Portola's antidote, PRT064445, began Phase II studies late last year. Portola has separate collaborations with both Bristol-Myers Squibb Co. and Pfizer Inc., whose Factor Xa inhibitor Eliquis (apixaban) is currently under review by the FDA, and with Bayer HealthCare and Janssen Pharmaceuticals Inc., whose Xarelto (rivaroxaban) is already on the market for reducing the risk of blood clots after knee or hip replacement surgery, to reduce stroke risk for patients with atrial fibrillation that is not caused by a heart valve problem, and to treat pulmonary embolism and deep vein thrombosis and reduce their risk of recurrence.

In their paper, senior author Uma Sinha and her team showed that PRT064445 inhibits betrixaban, apixaban and rivaroxaban, and that it reduced injury-induced bleeding in rivaroxaban-treated rabbits.

The protein is a recombinant form of Factor Xa itself that binds to the Factor Xa inhibitors. The protein, however, is engineered so that it does not contribute to blood clotting.

All drugs have side effects, of course, and the list of drugs that don't have specific antidotes is nevertheless a good deal longer than those that do. Still, developing a drug right along with its antidote is not unique, either.

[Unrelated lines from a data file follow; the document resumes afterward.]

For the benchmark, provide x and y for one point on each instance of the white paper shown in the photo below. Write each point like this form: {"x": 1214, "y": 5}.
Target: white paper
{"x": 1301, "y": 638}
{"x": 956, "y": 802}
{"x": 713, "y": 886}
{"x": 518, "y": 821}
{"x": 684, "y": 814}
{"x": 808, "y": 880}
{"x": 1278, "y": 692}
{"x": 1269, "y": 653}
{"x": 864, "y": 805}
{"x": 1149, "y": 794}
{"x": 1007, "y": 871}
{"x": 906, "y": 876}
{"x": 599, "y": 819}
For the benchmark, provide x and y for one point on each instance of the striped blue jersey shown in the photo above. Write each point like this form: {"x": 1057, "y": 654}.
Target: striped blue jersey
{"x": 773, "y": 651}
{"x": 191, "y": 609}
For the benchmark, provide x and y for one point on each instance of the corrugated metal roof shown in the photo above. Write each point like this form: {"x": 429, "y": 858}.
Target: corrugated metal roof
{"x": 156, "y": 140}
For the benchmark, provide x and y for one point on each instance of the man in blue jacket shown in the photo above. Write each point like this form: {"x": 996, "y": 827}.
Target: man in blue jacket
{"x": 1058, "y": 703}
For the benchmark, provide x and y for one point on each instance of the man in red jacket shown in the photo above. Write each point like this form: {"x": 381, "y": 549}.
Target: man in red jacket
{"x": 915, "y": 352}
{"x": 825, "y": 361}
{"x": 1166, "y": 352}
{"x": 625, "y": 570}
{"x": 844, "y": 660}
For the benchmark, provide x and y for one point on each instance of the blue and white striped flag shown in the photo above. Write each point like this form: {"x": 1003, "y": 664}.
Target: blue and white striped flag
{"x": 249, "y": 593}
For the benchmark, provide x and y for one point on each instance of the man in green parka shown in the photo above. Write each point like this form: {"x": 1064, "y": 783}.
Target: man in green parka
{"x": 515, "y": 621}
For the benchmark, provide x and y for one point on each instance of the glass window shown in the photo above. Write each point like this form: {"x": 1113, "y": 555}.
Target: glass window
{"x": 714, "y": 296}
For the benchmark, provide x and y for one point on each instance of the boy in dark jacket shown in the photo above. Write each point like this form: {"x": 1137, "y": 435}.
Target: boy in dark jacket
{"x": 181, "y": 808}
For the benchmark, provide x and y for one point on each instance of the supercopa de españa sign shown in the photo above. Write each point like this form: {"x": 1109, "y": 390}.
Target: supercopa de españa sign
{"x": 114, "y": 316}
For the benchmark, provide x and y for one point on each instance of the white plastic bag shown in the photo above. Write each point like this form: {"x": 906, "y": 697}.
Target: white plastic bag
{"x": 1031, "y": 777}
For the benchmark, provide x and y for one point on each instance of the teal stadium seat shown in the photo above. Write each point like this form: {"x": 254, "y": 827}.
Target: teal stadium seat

The heart drug digoxin has its own antibody, digibind. The cancer drug methotrexate, which blocks nucleic acid synthesis, can be subverted by giving leucovorin.

Curnutte said there are several reasons why it makes sense to develop antidotes for an anti-coagulation drug. First, the mechanism lends itself to predicting what is most likely to go wrong with one.

"By definition they are designed to decrease clotting, and that means there is an obligatory side effect in the form of bleeding," he noted.

And though the newer drugs actually have that side effect less often than the older generation, the numbers of patients taking those drugs, even an adverse even rate of a few percent "creates a need for the drug. . . . [Bleeding] won't happen very often. But with millions of people on these drugs, it will happen," Curnutte added.